Prolific throughout his life, creating more than one thousand designs and completing more than 500 standing structures, Wright became known for his self-coined term of “organic architecture,” painstakingly incorporating aesthetic influences from the natural environment surrounding each architectural space he conceived.
Most well-known for the home he designed through a private contract with a married couple, Mr. and Mrs. Edgar J. Kauffman, Sr., Wright’s “Fallingwater” stands in Mill Run, Pennsylvania astride a waterfall; the image (top) is perhaps one of the most iconic in American architectural history.
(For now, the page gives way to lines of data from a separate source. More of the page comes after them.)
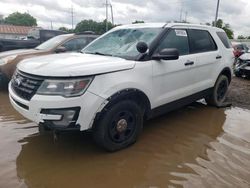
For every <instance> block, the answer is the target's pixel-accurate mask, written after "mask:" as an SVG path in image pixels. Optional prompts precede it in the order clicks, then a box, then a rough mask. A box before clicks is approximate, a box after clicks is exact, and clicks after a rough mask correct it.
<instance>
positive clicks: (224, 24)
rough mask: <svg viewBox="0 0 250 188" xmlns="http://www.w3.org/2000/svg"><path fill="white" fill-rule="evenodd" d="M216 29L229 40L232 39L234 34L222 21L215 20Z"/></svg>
mask: <svg viewBox="0 0 250 188" xmlns="http://www.w3.org/2000/svg"><path fill="white" fill-rule="evenodd" d="M213 25H214V22H213ZM216 27H218V28H221V29H223V30H224V31H225V32H226V34H227V36H228V38H229V39H233V38H234V32H233V30H232V29H231V26H230V25H229V24H228V23H224V22H223V20H222V19H218V20H217V22H216Z"/></svg>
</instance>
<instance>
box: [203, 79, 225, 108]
mask: <svg viewBox="0 0 250 188" xmlns="http://www.w3.org/2000/svg"><path fill="white" fill-rule="evenodd" d="M228 86H229V81H228V78H227V77H226V76H225V75H221V76H219V78H218V79H217V81H216V83H215V86H214V88H213V92H212V94H211V95H210V96H209V97H207V98H206V102H207V104H209V105H212V106H216V107H220V106H222V105H223V102H224V101H225V99H226V94H227V91H228Z"/></svg>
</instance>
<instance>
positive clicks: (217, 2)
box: [214, 0, 220, 27]
mask: <svg viewBox="0 0 250 188" xmlns="http://www.w3.org/2000/svg"><path fill="white" fill-rule="evenodd" d="M219 7H220V0H217V8H216V13H215V20H214V27H216V23H217V20H218V13H219Z"/></svg>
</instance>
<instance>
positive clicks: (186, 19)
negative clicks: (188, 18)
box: [185, 11, 188, 22]
mask: <svg viewBox="0 0 250 188" xmlns="http://www.w3.org/2000/svg"><path fill="white" fill-rule="evenodd" d="M187 15H188V11H186V12H185V22H187Z"/></svg>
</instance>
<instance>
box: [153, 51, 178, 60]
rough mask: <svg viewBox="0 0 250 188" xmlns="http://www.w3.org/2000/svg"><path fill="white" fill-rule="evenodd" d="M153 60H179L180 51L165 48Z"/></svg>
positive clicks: (155, 55)
mask: <svg viewBox="0 0 250 188" xmlns="http://www.w3.org/2000/svg"><path fill="white" fill-rule="evenodd" d="M152 59H154V60H161V59H163V60H176V59H179V51H178V50H177V49H176V48H164V49H162V50H161V51H160V52H159V54H154V55H153V56H152Z"/></svg>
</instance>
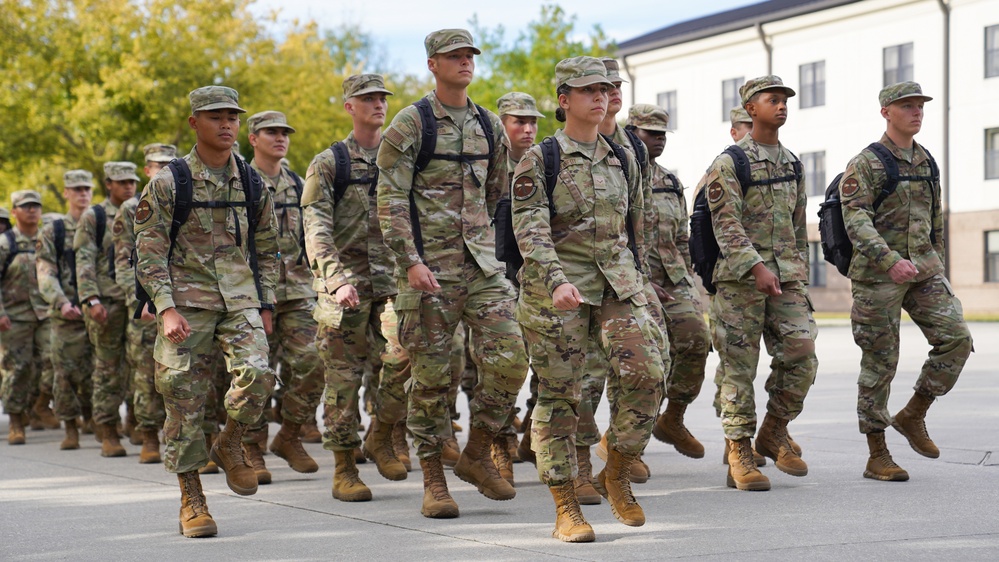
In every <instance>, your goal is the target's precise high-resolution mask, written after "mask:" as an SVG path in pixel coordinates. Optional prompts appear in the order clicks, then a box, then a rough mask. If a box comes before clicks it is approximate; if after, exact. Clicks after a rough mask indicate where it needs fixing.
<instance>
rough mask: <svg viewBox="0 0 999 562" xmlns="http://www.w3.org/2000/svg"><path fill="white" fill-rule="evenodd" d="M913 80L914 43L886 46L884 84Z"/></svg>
mask: <svg viewBox="0 0 999 562" xmlns="http://www.w3.org/2000/svg"><path fill="white" fill-rule="evenodd" d="M910 80H912V43H906V44H905V45H895V46H894V47H885V83H884V86H889V85H891V84H897V83H899V82H906V81H910Z"/></svg>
Wright also designed the Guggenheim Museum in New York, although he vehemently declined to agree that its location alongside Central Park in the middle of Manhattan was the best geographic placement for the spiral feat.
After living a life rife with nearly a century’s worth of epic dramas and lasting accomplishments, Wright died in 1959 at the age of 91, leaving behind a legacy of progressive thinking illustrated by his unmistakable projects scattered throughout the world.